Rhode Island’s old law for general contractors was fairly straightforward, contractors who contracted directly with the property owner had “10 business days” from the first furnishing of labor and/or materials to the project to send a notice to the owner. This notice had to sent “in writing, by certified mail, return receipt requested.” This is a fairly easy and straightforward requirement, but Rhode Island decided to modify the deadline and provide for additional means of providing the required notice. The new provision is also clear, but GCs should take note that, while they now have more options, they have less time.
The new amendment made some modifications to §34-28-4.1 of Rhode Islands General Laws. This provision defines and provides the rules for the preliminary notice general contractors must send in order to be entitled to their lien rights. While the old deadline was 10 days after the commencement of work, the new deadline IS the commencement of work. The new modifications to the section provide that the notice may be given:
any time prior to commencing work or delivery of materials for construction, erection, alteration or repair . . .
Parties who contract directly with the property owner on Rhode Island construction projects should take special note that the old deadline has been shortened, and if work commences on the project prior to giving the notice, it’s too late. While this shortens the time frame to provide the notice, it also provides a new way that they notice may be given.
The new amendment to the requirement provides that the preliminary notice may be included in the contract, with no separate providing of the notice via mail required. This could streamline the process for direct contractors, and essentially do-away with their “notice requirement” provided the required notice language is added to their form contracts.

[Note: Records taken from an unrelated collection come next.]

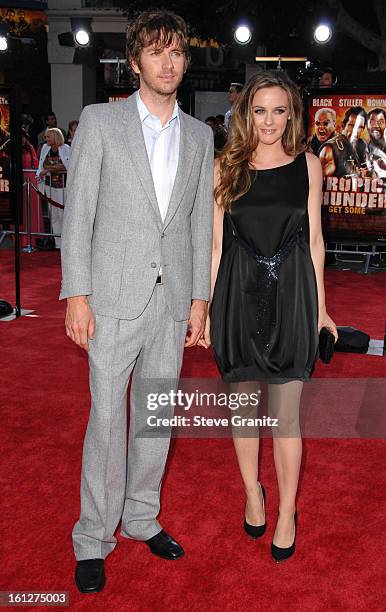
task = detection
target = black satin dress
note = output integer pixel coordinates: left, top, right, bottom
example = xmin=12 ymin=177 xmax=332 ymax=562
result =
xmin=211 ymin=152 xmax=319 ymax=383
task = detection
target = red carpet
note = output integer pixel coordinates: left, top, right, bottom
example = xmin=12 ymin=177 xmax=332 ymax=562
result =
xmin=1 ymin=249 xmax=386 ymax=611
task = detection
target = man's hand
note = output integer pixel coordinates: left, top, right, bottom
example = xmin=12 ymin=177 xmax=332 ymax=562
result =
xmin=197 ymin=315 xmax=211 ymax=349
xmin=65 ymin=296 xmax=95 ymax=352
xmin=185 ymin=299 xmax=208 ymax=347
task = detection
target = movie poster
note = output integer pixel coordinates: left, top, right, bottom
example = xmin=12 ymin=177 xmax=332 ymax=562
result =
xmin=307 ymin=91 xmax=386 ymax=240
xmin=0 ymin=8 xmax=47 ymax=37
xmin=106 ymin=92 xmax=130 ymax=103
xmin=0 ymin=92 xmax=11 ymax=222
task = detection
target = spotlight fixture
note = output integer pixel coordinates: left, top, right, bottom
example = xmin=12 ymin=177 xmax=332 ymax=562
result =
xmin=0 ymin=23 xmax=10 ymax=52
xmin=314 ymin=23 xmax=332 ymax=44
xmin=234 ymin=25 xmax=252 ymax=45
xmin=58 ymin=17 xmax=93 ymax=48
xmin=71 ymin=17 xmax=92 ymax=47
xmin=0 ymin=36 xmax=8 ymax=52
xmin=74 ymin=29 xmax=90 ymax=47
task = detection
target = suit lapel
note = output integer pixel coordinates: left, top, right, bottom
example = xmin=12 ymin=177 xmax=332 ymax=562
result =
xmin=163 ymin=111 xmax=198 ymax=229
xmin=119 ymin=95 xmax=198 ymax=230
xmin=120 ymin=94 xmax=163 ymax=228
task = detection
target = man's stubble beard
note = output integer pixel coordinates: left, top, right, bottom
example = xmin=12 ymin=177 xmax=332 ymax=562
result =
xmin=154 ymin=84 xmax=179 ymax=97
xmin=140 ymin=72 xmax=183 ymax=98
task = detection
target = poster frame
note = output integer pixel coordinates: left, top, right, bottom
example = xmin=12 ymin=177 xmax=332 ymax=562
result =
xmin=0 ymin=84 xmax=22 ymax=225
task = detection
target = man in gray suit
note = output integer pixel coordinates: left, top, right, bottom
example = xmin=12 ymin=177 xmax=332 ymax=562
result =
xmin=60 ymin=10 xmax=213 ymax=593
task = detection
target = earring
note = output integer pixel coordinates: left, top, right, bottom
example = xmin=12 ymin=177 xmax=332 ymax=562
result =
xmin=287 ymin=116 xmax=291 ymax=120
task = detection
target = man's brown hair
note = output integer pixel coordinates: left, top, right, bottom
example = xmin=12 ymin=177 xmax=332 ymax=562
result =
xmin=126 ymin=10 xmax=191 ymax=73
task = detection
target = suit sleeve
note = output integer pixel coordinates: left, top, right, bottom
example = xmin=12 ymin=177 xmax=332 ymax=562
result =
xmin=59 ymin=106 xmax=102 ymax=300
xmin=190 ymin=127 xmax=214 ymax=301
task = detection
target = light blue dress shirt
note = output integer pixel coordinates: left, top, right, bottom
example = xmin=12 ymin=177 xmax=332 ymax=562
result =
xmin=136 ymin=90 xmax=180 ymax=222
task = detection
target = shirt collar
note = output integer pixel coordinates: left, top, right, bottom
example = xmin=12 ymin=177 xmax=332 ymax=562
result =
xmin=136 ymin=90 xmax=179 ymax=127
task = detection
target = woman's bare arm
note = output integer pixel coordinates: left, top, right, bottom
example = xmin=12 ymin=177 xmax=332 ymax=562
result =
xmin=306 ymin=151 xmax=338 ymax=340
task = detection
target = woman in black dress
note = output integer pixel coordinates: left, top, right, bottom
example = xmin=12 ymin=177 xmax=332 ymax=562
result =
xmin=199 ymin=71 xmax=337 ymax=561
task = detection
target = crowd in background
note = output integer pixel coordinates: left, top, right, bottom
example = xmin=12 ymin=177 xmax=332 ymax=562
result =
xmin=18 ymin=112 xmax=78 ymax=249
xmin=14 ymin=63 xmax=386 ymax=249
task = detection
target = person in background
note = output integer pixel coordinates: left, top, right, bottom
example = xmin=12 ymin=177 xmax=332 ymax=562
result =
xmin=216 ymin=114 xmax=225 ymax=130
xmin=224 ymin=83 xmax=243 ymax=130
xmin=36 ymin=128 xmax=71 ymax=249
xmin=22 ymin=128 xmax=38 ymax=169
xmin=66 ymin=120 xmax=79 ymax=146
xmin=205 ymin=116 xmax=227 ymax=155
xmin=205 ymin=116 xmax=216 ymax=130
xmin=37 ymin=112 xmax=66 ymax=155
xmin=318 ymin=68 xmax=336 ymax=88
xmin=11 ymin=129 xmax=42 ymax=248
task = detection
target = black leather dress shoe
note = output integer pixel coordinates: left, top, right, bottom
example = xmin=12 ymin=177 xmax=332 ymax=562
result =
xmin=145 ymin=530 xmax=184 ymax=560
xmin=75 ymin=558 xmax=105 ymax=593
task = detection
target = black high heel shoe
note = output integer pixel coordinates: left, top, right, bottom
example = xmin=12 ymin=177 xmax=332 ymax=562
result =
xmin=271 ymin=511 xmax=297 ymax=562
xmin=244 ymin=482 xmax=266 ymax=539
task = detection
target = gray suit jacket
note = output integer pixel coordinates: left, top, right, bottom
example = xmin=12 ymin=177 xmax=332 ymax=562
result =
xmin=59 ymin=94 xmax=214 ymax=321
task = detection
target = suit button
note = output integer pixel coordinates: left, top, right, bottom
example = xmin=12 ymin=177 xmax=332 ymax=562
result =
xmin=151 ymin=262 xmax=157 ymax=268
xmin=161 ymin=233 xmax=165 ymax=238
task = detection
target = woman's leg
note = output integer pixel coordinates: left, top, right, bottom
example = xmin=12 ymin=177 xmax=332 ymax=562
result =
xmin=231 ymin=381 xmax=265 ymax=526
xmin=269 ymin=380 xmax=303 ymax=547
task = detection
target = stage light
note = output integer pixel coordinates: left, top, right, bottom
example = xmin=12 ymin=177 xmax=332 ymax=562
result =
xmin=58 ymin=17 xmax=93 ymax=50
xmin=0 ymin=22 xmax=9 ymax=52
xmin=74 ymin=29 xmax=90 ymax=47
xmin=314 ymin=24 xmax=332 ymax=44
xmin=70 ymin=17 xmax=92 ymax=47
xmin=234 ymin=25 xmax=252 ymax=45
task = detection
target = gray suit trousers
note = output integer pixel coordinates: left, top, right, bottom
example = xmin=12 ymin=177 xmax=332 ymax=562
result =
xmin=72 ymin=284 xmax=187 ymax=560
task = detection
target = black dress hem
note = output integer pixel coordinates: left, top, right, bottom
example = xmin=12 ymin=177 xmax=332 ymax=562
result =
xmin=220 ymin=367 xmax=313 ymax=385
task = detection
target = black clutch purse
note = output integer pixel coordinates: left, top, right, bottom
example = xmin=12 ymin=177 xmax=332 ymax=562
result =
xmin=319 ymin=327 xmax=335 ymax=363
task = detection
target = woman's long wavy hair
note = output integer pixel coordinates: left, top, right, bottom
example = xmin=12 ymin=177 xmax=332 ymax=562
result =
xmin=215 ymin=71 xmax=305 ymax=212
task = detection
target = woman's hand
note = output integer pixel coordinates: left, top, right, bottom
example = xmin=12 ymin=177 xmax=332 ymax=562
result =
xmin=197 ymin=315 xmax=211 ymax=349
xmin=318 ymin=308 xmax=338 ymax=342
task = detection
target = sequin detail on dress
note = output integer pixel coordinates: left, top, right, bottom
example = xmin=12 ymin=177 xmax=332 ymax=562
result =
xmin=232 ymin=223 xmax=302 ymax=349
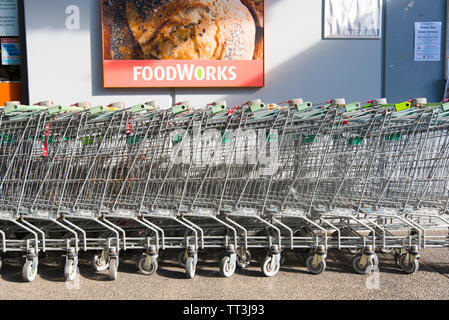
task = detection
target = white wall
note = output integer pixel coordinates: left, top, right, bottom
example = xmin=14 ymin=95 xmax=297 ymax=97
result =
xmin=24 ymin=0 xmax=382 ymax=108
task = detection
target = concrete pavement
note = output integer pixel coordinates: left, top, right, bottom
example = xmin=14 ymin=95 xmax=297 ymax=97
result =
xmin=0 ymin=248 xmax=448 ymax=300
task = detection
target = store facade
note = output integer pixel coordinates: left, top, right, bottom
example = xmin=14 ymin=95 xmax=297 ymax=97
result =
xmin=4 ymin=0 xmax=447 ymax=107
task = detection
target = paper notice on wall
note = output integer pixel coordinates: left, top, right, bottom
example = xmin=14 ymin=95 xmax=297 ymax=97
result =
xmin=414 ymin=22 xmax=442 ymax=62
xmin=0 ymin=0 xmax=18 ymax=37
xmin=1 ymin=38 xmax=20 ymax=65
xmin=324 ymin=0 xmax=382 ymax=39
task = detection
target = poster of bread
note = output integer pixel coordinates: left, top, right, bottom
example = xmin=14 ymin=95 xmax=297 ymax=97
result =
xmin=102 ymin=0 xmax=264 ymax=88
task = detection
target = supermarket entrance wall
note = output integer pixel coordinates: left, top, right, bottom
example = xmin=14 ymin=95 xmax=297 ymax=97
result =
xmin=23 ymin=0 xmax=382 ymax=107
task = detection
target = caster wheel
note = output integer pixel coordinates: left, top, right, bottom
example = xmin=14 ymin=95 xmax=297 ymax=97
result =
xmin=178 ymin=251 xmax=188 ymax=268
xmin=92 ymin=254 xmax=109 ymax=271
xmin=236 ymin=250 xmax=251 ymax=269
xmin=138 ymin=255 xmax=158 ymax=276
xmin=261 ymin=256 xmax=280 ymax=277
xmin=219 ymin=256 xmax=236 ymax=278
xmin=109 ymin=258 xmax=118 ymax=281
xmin=399 ymin=255 xmax=419 ymax=274
xmin=22 ymin=260 xmax=38 ymax=282
xmin=394 ymin=253 xmax=402 ymax=267
xmin=353 ymin=254 xmax=379 ymax=275
xmin=64 ymin=259 xmax=77 ymax=282
xmin=306 ymin=255 xmax=326 ymax=275
xmin=185 ymin=257 xmax=196 ymax=279
xmin=0 ymin=258 xmax=2 ymax=271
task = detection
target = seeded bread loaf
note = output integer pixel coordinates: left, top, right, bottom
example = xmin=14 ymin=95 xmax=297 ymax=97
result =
xmin=102 ymin=0 xmax=113 ymax=59
xmin=125 ymin=0 xmax=255 ymax=60
xmin=109 ymin=0 xmax=143 ymax=59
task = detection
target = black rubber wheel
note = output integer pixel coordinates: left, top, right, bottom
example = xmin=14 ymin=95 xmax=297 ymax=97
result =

In the words of the Rhode Island legislative counsel, this amendment:
“eliminate[s] the requirement that notice under the provisions of the mechanics’ lien law be provided within ten (10) days of commencing physical work on the property, or upon delivery of construction, erection, alteration, or repair materials for the property, by authorizing the notice to be given at any time prior to commencing work or delivery of materials, either incorporated conspicuously in a written contract or sent by certified mail.”

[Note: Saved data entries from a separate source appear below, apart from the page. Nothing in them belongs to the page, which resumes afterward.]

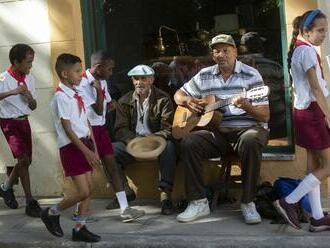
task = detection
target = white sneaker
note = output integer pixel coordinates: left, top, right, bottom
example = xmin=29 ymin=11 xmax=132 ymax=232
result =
xmin=120 ymin=207 xmax=145 ymax=223
xmin=176 ymin=198 xmax=210 ymax=223
xmin=241 ymin=202 xmax=262 ymax=224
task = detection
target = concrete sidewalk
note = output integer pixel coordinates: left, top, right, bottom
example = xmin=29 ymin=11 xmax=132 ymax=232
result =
xmin=1 ymin=198 xmax=330 ymax=248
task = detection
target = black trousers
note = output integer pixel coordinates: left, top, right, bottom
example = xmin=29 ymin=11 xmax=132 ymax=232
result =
xmin=180 ymin=126 xmax=269 ymax=203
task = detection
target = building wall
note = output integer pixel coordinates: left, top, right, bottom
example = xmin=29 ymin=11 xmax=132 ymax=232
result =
xmin=0 ymin=0 xmax=85 ymax=197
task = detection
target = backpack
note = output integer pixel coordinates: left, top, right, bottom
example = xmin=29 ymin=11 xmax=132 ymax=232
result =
xmin=273 ymin=177 xmax=311 ymax=213
xmin=255 ymin=181 xmax=282 ymax=220
xmin=255 ymin=181 xmax=308 ymax=224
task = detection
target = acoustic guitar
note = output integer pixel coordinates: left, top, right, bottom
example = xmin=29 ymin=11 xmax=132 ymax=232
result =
xmin=172 ymin=86 xmax=269 ymax=139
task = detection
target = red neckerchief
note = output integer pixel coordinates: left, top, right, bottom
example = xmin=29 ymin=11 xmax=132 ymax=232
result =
xmin=101 ymin=87 xmax=106 ymax=101
xmin=82 ymin=70 xmax=87 ymax=79
xmin=74 ymin=91 xmax=86 ymax=115
xmin=295 ymin=39 xmax=324 ymax=79
xmin=56 ymin=86 xmax=85 ymax=115
xmin=56 ymin=86 xmax=63 ymax=92
xmin=7 ymin=66 xmax=26 ymax=86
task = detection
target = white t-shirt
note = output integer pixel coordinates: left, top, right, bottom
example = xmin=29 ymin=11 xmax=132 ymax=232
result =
xmin=79 ymin=69 xmax=112 ymax=126
xmin=50 ymin=83 xmax=90 ymax=148
xmin=0 ymin=70 xmax=36 ymax=118
xmin=291 ymin=43 xmax=329 ymax=109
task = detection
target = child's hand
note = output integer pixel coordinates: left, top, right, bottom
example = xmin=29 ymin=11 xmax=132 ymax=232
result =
xmin=21 ymin=89 xmax=33 ymax=98
xmin=13 ymin=85 xmax=28 ymax=95
xmin=91 ymin=80 xmax=102 ymax=91
xmin=17 ymin=85 xmax=34 ymax=102
xmin=84 ymin=149 xmax=102 ymax=168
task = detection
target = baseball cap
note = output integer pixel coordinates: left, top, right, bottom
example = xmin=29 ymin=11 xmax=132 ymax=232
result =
xmin=209 ymin=34 xmax=236 ymax=48
xmin=128 ymin=64 xmax=155 ymax=77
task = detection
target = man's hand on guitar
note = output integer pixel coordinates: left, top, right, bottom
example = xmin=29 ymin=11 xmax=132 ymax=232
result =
xmin=185 ymin=96 xmax=207 ymax=114
xmin=232 ymin=96 xmax=252 ymax=111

With the ability to provide the required notice in the contract itself, the Rhode Island legislature has given direct contractors a way to do away with the notice requirement for practical purposes. By making sure that the required notice language is contained within the contractor’s form contracts, they can always be protected, as well as save money and decrease worry. However, if the notice is not contained within the contract, the contractor should pay close attention to the newly shortened time requirement, and make sure the notice is sent (via certified mail with return receipt requested) PRIOR to the first furnishing of labor and/or materials.